My second comment is that I think if one compares the function of discipline in a non-Quaker context a different way of looking at this period emerges. By ‘discipline’ I mean a written code of conduct which members of an association are expected to adhere to if they wish to remain in good standing.
The clearest example I can think of that instantiates this kind of social arrangement is monasticism. Christian monasticism is governed by a rule, such as the ‘Rule of Saint Benedict’. The rule outlines the basic parameters of a monastic life including codes of conduct, required observances, offices, and formation. What is remarkable about Christian monasticism is its tenacity over time. Though at times there have been strongly anti-monastic currents in Christian history, such as the English reformation, overall Christian monasticism has been able to survive and even flourish into the modern period. Although membership in specific orders that are governed by specific rules, or disciplines, has fluctuated, up and down, over the centuries, even so the monastic presence has been remarkably enduring.
Buddhist monasticism is another example of an institution of remarkable endurance. It has maintained its presence in the world, in basically the same form, for about 2500 years. Buddhist sects have come and gone; East Asia is littered with the archeological remains of temples and monuments; but Buddhist monasticism has retained its integrity and an identifiable continuity over the millennia.
Buddhist monasticism is governed by a rule, a code of discipline called the Vinaya. It is six volumes and meticulously governs the lives of Buddhist monastics in great detail.
There are other examples, but these two are illustrative. My point here is that Quaker historians tend to view the period of Quietism, and its Disciplines, through the lens of modern day hyper-individualism. They therefore conclude that the overall effect of the Discipline must have been a negative one because it impinges on individual expression which is the highest good to which modernity aspires. (I think it was Ross Douthat who noted that the only ‘ism’ that contemporary people believe in is ‘individualism’.) Unable to note the similarities between a Discipline governed life in other social contexts, and the Quaker Discipline of the period of Quietism, the analysis of its effects, by both liberal and evangelical historians, strikes me as shallow and off the mark.
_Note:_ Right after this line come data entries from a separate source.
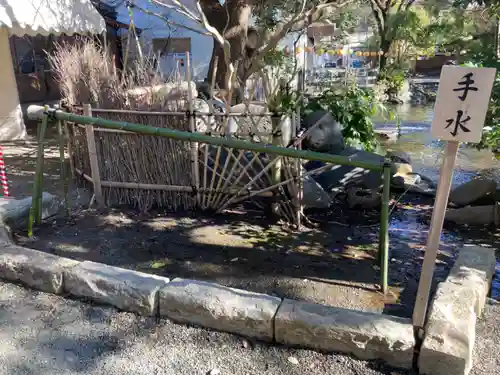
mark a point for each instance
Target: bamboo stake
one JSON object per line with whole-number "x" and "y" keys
{"x": 213, "y": 133}
{"x": 192, "y": 128}
{"x": 245, "y": 170}
{"x": 94, "y": 163}
{"x": 176, "y": 113}
{"x": 62, "y": 162}
{"x": 226, "y": 163}
{"x": 256, "y": 192}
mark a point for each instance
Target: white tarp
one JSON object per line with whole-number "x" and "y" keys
{"x": 31, "y": 17}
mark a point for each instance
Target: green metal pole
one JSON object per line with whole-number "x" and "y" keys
{"x": 202, "y": 138}
{"x": 383, "y": 251}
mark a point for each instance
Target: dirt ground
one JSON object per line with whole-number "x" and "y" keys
{"x": 332, "y": 264}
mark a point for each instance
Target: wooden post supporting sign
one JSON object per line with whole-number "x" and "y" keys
{"x": 459, "y": 114}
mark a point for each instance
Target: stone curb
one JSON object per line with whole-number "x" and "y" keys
{"x": 210, "y": 305}
{"x": 450, "y": 331}
{"x": 365, "y": 335}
Given that there are types of rule-bound, disciplined life that have lasted far, far longer than the way outlined in Quaker Disciplines, the question that really needs asking is why was this focus on Discipline lost among the Quakers when it was not lost among the Benedictines, or the Carthusians, or the Theravada Buddhists?
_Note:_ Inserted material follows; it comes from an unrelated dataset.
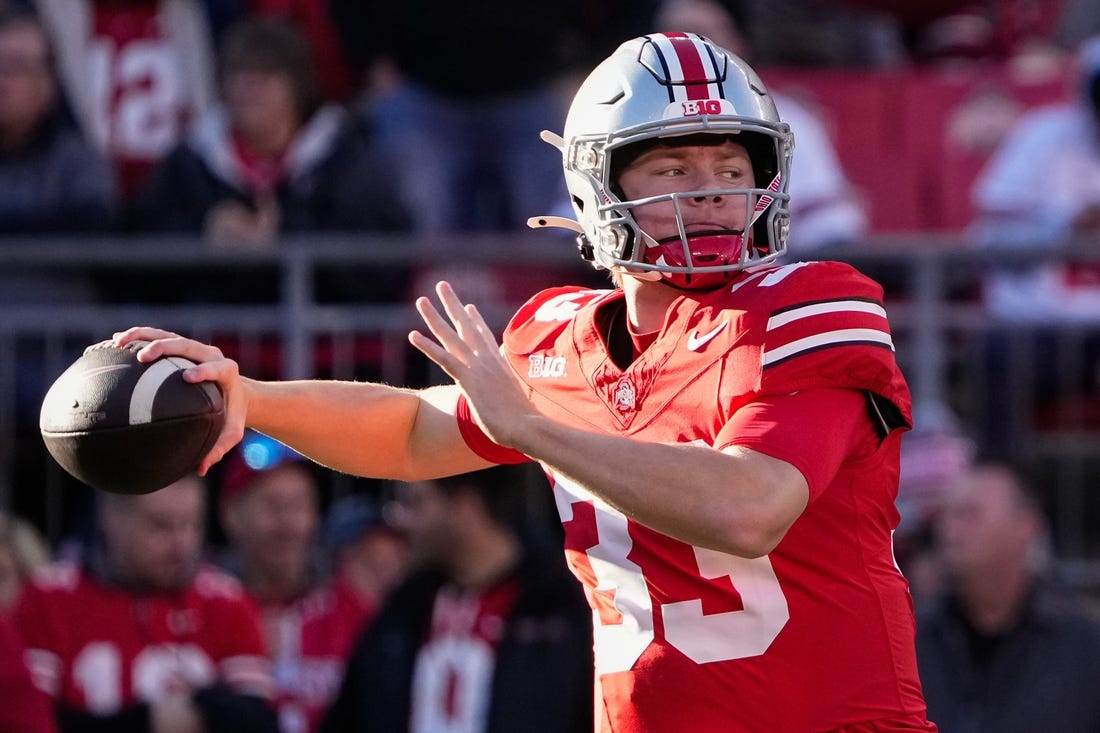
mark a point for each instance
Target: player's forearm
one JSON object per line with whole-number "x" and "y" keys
{"x": 737, "y": 502}
{"x": 350, "y": 426}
I don’t have an answer; but I think it is a question that needs raising; my hope is that by asking such a question some light might be shed on the process that undermined the Quaker Way of life.
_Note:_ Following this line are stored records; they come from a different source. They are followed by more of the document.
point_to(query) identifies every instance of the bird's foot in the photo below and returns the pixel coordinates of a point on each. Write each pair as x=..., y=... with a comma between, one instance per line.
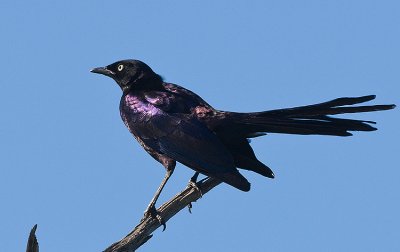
x=196, y=185
x=151, y=211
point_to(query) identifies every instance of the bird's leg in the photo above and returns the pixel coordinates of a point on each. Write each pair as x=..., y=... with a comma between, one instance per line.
x=193, y=183
x=151, y=210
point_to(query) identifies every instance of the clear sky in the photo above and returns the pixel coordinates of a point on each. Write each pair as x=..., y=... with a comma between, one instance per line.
x=68, y=163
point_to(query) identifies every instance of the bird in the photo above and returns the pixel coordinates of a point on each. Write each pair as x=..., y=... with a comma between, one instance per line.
x=173, y=124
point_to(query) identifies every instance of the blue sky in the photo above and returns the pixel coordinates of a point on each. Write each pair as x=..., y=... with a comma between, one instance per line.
x=68, y=163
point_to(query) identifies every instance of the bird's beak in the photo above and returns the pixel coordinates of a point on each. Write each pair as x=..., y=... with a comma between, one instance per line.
x=103, y=70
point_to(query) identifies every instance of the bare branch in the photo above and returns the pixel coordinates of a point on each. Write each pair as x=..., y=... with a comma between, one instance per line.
x=33, y=245
x=143, y=231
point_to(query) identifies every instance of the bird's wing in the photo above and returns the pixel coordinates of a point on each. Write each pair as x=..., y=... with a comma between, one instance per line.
x=191, y=143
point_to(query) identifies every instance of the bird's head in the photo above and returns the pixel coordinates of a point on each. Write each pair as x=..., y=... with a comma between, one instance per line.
x=131, y=74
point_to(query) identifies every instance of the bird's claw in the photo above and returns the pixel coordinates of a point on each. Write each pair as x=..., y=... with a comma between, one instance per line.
x=151, y=211
x=195, y=185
It is worth noting, I think, that a rule-bound, disciplined, life is not confined to monasticism. One can also find it among Anabaptist groups such as the Amish. Among the Amish the ‘Discipline’ is referred to as their ‘Ordnung’; and it is, perhaps, the closest analog to the Quaker Discipline of the period of Quietism. Amish Ordnung govern many aspects of behavior, establish the Order of Service, describe how to choose ministers and bishops, and how violations are to be handled. Violations can result in expulsion from the Amish community, just as violations of a monastic rule can result in expulsion, just as violations of a Quaker Discipline could also end in being ‘written out of the Meeting’.
The Amish were able to retain their approach into the modern period, but Quakers, by and large, were not. It seems to me the question that historians should ask is why Quakers lost their Discipline. I am particularly interested in hearing the voices of those who defended a traditional Quaker way of life; that is to say a way of life under a code of Discipline. I mean, when the evangelicals and liberals were altering that way of life, what did the traditionalists have to say? What was their point of view? It is difficult to find out what their perspective was because Quaker historians today do not seem to be interested in letting them speak to us. Having decided that the Discipline is something we are better off without, there is no need to allow contrary voices to speak. I think this is a loss and, personally, I would like to hear what the traditionalists had to say as they saw the Quaker Discipline slipping away.